Algorithm	$\mathit{AP}$	${\mathit{AP}}_{50}$	${\mathit{AP}}_{75}$	${\mathit{AP}}_{\mathit{S}}$	${\mathit{AP}}_{\mathit{M}}$	${\mathit{AP}}_{\mathit{L}}$
Faster R-CNN	0.626	0.866	0.716	0.502	0.768	0.599
+ BDAM	0.625	0.876	0.719	0.505	0.764	0.628
+ BDSM	0.626	0.868	0.716	0.506	0.762	0.678
+ CAM	0.622	0.856	0.713	0.500	0.763	0.622
+ CBAM	0.625	0.875	0.712	0.505	0.761	0.612
RetinaNet	0.561	0.787	0.627	0.380	0.765	0.507
+ BDAM	0.565	0.795	0.630	0.387	0.766	0.563
+ BDSM	0.567	0.796	0.633	0.385	0.767	0.558
+ CAM	0.551	0.777	0.624	0.370	0.752	0.525
+ CBAM	0.561	0.785	0.627	0.380	0.765	0.494
SSD	0.449	0.686	0.510	0.255	0.674	0.537
+ BDAM	0.457	0.694	0.518	0.257	0.684	0.539
+ BDSM	0.457	0.693	0.518	0.261	0.682	0.536
+ CAM	0.454	0.692	0.509	0.255	0.683	0.526
+ CBAM	0.454	0.690	0.513	0.259	0.683	0.528
YOLOv4	0.550	0.914	0.603	0.395	0.686	0.607
+ BDAM	0.552	0.920	0.618	0.389	0.702	0.650
+ BDSM	0.556	0.920	0.622	0.399	0.695	0.641
+ CAM	0.549	0.908	0.599	0.389	0.687	0.565
+ CBAM	0.550	0.912	0.610	0.377	0.690	0.621

presents the results of the ablation experiments. The only dataset we used in the ablation experiment is HRSID.

Comparing BDSM with BDAM, under four baselines and six evaluation criteria, BDAM wins a total of 12 winners and 9 runners-up, while BDSM wins a total of 11 winners and 8 runners-up. BDSM performs similarly to BDAM, and even slightly better than BDAM occasionally. For example, BDSM achieves 4 winners and 2 runner-ups in RetinaNet, and 3 winners and 1 runner-up in $AP$ metrics. BDAM adds CAM to BDSM, but BDAM has a humble improvement over BDSM. It indicates that BDSM plays a much larger role than CAM in BDAM.

Comparing CAM with BDAM, the effect of adding CAM is worse than adding BDAM for all metrics of different baselines. BDAM adds BDSM to CAM, and its effect has been greatly improved. This suggests the effectiveness of BDSM. The difference between BDAM and CBAM is the different spatial attention mechanisms, and BDAM beats CBAM in all metrics and baselines. This also shows that BDAM’s spatial attention (BDSM) is superior to CBAM’s spatial attention.

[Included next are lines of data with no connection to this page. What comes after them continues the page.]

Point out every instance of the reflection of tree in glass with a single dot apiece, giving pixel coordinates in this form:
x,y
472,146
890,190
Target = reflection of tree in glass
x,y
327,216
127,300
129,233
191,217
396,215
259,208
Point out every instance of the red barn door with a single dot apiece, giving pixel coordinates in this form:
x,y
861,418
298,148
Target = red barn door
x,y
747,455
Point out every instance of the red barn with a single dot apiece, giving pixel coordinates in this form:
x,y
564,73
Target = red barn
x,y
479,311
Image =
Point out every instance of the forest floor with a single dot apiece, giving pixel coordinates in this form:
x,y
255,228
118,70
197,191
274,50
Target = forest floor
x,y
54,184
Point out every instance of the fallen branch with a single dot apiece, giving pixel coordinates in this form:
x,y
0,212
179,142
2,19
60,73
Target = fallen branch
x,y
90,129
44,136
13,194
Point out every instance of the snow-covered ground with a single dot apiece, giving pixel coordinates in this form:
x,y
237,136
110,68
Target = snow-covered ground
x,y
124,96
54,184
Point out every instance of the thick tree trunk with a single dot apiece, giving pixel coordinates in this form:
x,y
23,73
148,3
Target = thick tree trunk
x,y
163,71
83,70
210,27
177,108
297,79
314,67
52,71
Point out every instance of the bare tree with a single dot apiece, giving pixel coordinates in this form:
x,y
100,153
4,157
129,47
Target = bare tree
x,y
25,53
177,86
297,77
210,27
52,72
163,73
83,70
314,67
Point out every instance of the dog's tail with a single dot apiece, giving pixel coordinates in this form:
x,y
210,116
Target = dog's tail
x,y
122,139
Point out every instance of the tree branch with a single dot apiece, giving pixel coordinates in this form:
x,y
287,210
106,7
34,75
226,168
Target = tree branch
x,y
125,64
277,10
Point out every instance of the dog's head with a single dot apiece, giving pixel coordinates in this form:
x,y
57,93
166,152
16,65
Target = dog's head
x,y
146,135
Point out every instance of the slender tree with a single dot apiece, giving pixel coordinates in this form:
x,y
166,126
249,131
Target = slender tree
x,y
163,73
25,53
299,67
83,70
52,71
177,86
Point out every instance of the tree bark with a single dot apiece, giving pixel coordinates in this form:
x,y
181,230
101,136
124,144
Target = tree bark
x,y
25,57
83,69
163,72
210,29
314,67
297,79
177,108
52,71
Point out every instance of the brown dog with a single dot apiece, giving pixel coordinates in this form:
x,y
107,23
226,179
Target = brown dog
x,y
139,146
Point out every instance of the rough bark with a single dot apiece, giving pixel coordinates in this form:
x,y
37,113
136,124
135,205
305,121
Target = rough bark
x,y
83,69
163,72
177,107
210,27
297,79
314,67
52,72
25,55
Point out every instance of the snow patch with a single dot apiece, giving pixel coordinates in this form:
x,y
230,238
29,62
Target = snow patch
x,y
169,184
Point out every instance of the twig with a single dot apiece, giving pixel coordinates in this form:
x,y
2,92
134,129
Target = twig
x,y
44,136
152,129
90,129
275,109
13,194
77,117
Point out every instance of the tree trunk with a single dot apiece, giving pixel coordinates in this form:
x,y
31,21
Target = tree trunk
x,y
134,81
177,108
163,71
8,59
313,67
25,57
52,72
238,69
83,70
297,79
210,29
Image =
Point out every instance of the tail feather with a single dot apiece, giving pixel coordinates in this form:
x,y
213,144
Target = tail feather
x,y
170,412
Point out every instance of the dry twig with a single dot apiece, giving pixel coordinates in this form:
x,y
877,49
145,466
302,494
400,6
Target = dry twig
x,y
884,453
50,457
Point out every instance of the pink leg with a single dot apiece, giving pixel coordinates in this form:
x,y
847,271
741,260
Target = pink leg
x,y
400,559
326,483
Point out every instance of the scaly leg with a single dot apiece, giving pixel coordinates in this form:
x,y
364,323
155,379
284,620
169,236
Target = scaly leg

From the above comparative experiments, we believe that BDSM is effective and plays a major role in BDAM.

6. Discussion

Overall, our paper establishes a simple way of integrating prior knowledge into the CNN-based detectors by attention mechanisms. Through analyzing the ships in SAR images, we discovered that clustering extracts the prior knowledge easily. From the extensive experiments, we demonstrate that BDAM could be successfully applied to various CNN-based detectors easily. For example, on the SSDD data, RetinaNet’s $A{P}_L$ improves by 7.7% after adding BDAM while it improves by 9.2% on the HRSID dataset, which is a significant improvement. Furthermore, the ablation study implies that the most important component in the BDAM is BDSM.

However, the limitation of the BDAM is obvious. As a proof-of-concept, our prior knowledge is constructed by the fact that backgrounds in most images are shores or water surfaces for ship detection. The task is hard to escalate into general object detection in SAR images.